Anche le “strisce blu” vanno in pensione

Anche le “strisce blu” vanno in pensione

14 Giugno 2026 0 Di Lidano Grassucci

​Sono stati silenziosi, discreti davanti a un fastidio. Sì, il fastidio millenario di dover pagare la sosta dell’auto in centro. Eppure loro ci hanno accompagnato per quarantadue anni, dal 1984.

​Oggi mi aspettano al parcheggio del Santa Maria Goretti, precisi come ogni giorno, da un tempo in cui non si sentiva ancora nemmeno l’odore della Seconda Repubblica — sindaco Redi, se non sbaglio. E non è un caso che proprio qui si trovi l’assessore ai servizi sociali, Maurizio Galardo, che in Comune è l’amministratore più longevo.

​Eccoli, quasi in fila.

​Mi sfilano davanti, li guardo, e sento che i loro volti, per la mia testa e per quella di ogni cittadino, sono Latina. Sono il suo volto più familiare.
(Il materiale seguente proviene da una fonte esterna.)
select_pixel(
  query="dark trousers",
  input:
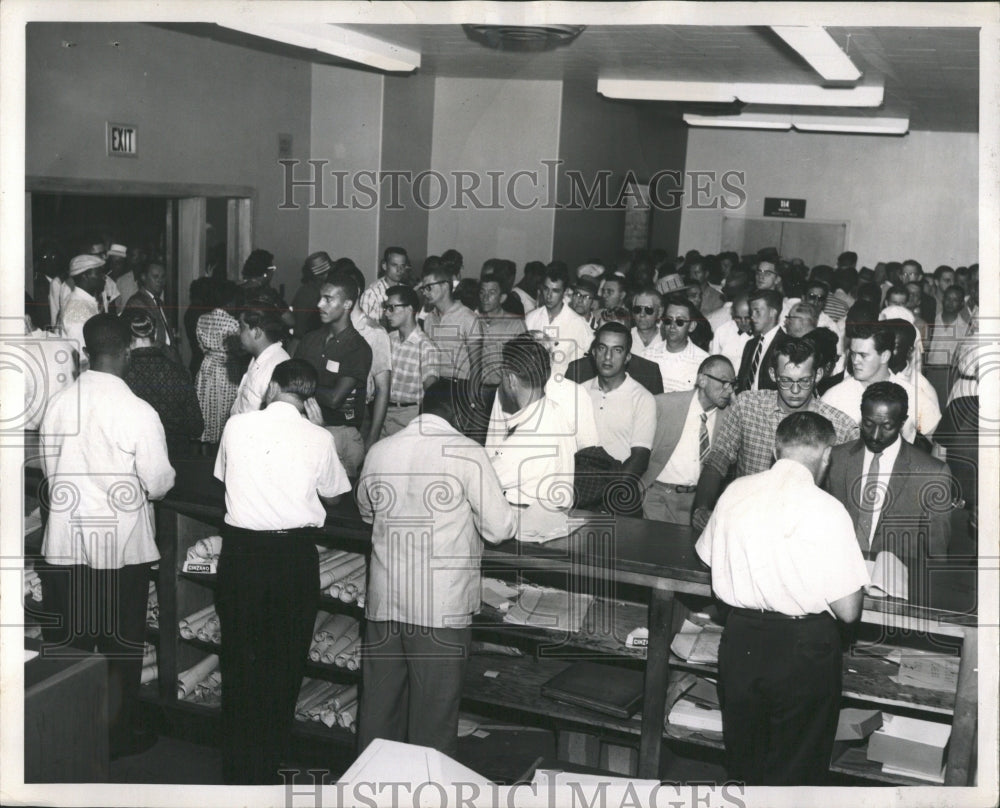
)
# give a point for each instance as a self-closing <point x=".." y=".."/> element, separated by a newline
<point x="103" y="610"/>
<point x="412" y="679"/>
<point x="779" y="686"/>
<point x="266" y="597"/>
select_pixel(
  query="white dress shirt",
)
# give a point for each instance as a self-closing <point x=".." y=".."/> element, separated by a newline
<point x="276" y="465"/>
<point x="105" y="455"/>
<point x="625" y="416"/>
<point x="429" y="493"/>
<point x="532" y="452"/>
<point x="570" y="331"/>
<point x="777" y="542"/>
<point x="684" y="465"/>
<point x="728" y="341"/>
<point x="886" y="462"/>
<point x="679" y="370"/>
<point x="656" y="346"/>
<point x="255" y="381"/>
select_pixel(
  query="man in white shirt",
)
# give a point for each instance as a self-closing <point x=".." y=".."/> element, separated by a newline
<point x="680" y="358"/>
<point x="685" y="426"/>
<point x="624" y="410"/>
<point x="261" y="332"/>
<point x="871" y="347"/>
<point x="784" y="556"/>
<point x="647" y="308"/>
<point x="529" y="441"/>
<point x="424" y="579"/>
<point x="87" y="272"/>
<point x="104" y="454"/>
<point x="279" y="470"/>
<point x="570" y="332"/>
<point x="731" y="337"/>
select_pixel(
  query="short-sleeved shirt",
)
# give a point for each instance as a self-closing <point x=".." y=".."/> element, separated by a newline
<point x="276" y="465"/>
<point x="452" y="333"/>
<point x="777" y="542"/>
<point x="625" y="416"/>
<point x="746" y="435"/>
<point x="333" y="356"/>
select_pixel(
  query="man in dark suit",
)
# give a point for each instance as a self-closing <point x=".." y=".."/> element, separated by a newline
<point x="898" y="497"/>
<point x="686" y="424"/>
<point x="152" y="281"/>
<point x="644" y="371"/>
<point x="765" y="315"/>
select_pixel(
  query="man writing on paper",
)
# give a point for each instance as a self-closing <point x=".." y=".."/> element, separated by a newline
<point x="789" y="582"/>
<point x="429" y="493"/>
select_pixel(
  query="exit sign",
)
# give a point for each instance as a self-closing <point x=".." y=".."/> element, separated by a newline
<point x="122" y="140"/>
<point x="784" y="208"/>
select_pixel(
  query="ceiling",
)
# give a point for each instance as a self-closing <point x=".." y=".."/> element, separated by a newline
<point x="932" y="74"/>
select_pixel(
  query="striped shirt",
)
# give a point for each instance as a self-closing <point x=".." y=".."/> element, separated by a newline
<point x="413" y="360"/>
<point x="746" y="435"/>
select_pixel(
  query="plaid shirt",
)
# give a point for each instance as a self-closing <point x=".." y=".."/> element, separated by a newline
<point x="413" y="360"/>
<point x="746" y="434"/>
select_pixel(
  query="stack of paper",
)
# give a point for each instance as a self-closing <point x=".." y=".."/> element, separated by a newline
<point x="549" y="608"/>
<point x="697" y="643"/>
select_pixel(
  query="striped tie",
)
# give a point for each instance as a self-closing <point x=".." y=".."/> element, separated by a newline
<point x="703" y="442"/>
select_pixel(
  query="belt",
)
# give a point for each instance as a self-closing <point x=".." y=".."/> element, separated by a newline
<point x="760" y="614"/>
<point x="680" y="489"/>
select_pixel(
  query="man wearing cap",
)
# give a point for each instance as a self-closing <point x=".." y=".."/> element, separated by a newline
<point x="120" y="276"/>
<point x="87" y="272"/>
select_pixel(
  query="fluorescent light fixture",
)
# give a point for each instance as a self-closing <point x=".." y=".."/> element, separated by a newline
<point x="758" y="120"/>
<point x="867" y="94"/>
<point x="804" y="123"/>
<point x="820" y="50"/>
<point x="336" y="41"/>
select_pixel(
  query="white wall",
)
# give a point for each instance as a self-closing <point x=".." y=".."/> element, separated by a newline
<point x="904" y="197"/>
<point x="485" y="125"/>
<point x="346" y="131"/>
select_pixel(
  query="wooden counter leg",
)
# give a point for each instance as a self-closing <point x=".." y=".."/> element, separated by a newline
<point x="966" y="719"/>
<point x="661" y="606"/>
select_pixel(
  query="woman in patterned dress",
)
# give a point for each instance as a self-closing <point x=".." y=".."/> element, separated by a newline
<point x="217" y="331"/>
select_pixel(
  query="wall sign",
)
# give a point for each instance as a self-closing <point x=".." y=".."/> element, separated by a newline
<point x="122" y="140"/>
<point x="784" y="208"/>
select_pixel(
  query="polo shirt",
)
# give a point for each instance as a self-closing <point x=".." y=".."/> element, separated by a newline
<point x="333" y="356"/>
<point x="625" y="416"/>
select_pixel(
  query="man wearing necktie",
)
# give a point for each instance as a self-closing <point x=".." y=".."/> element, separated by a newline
<point x="152" y="281"/>
<point x="685" y="424"/>
<point x="898" y="497"/>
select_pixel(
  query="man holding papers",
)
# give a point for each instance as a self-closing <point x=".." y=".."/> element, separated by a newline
<point x="784" y="556"/>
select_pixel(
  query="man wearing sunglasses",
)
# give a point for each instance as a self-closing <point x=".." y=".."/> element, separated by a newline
<point x="746" y="436"/>
<point x="680" y="358"/>
<point x="686" y="425"/>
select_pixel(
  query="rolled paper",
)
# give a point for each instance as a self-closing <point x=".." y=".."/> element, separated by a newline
<point x="188" y="680"/>
<point x="189" y="625"/>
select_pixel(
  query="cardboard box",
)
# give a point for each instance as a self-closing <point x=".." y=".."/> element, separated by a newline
<point x="910" y="743"/>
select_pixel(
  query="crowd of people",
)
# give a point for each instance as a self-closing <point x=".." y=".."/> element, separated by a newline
<point x="648" y="386"/>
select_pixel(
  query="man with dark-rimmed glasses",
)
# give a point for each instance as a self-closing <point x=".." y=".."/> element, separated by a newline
<point x="746" y="436"/>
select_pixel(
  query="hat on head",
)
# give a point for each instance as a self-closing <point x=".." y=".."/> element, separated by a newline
<point x="585" y="284"/>
<point x="82" y="263"/>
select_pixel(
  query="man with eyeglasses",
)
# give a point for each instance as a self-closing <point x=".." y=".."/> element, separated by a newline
<point x="647" y="308"/>
<point x="412" y="355"/>
<point x="680" y="358"/>
<point x="746" y="436"/>
<point x="686" y="423"/>
<point x="765" y="313"/>
<point x="570" y="332"/>
<point x="453" y="327"/>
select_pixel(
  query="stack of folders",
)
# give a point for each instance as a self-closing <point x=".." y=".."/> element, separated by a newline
<point x="698" y="708"/>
​Ecco Roberto Dugo, 62 anni: di auto ne ha viste a migliaia e migliaia dal 1984. Lui ama le Porsche, e di motori se ne intende. Poi c’è Francesco Brignone, che presidia le strade dal 1989 e ha il cuore che batte per la Ferrari. Infine arriva Giovanni Tiberia, uno che non bada a fronzoli e preferisce di gran lunga la sua Fiat Punto.

​Insieme a loro c’è Patrizia, la coordinatrice, tutor della squadra da ormai vent’anni.

​Ma perché scriviamo di loro proprio oggi? Perché vanno in pensione. Lasciano le vie della città per seguire le proprie vie della vita. Credo sia un atto di giustizia salutarli e ringraziarli: avete aiutato e accompagnato Latina a essere un po’ più ordinata. E non è poco.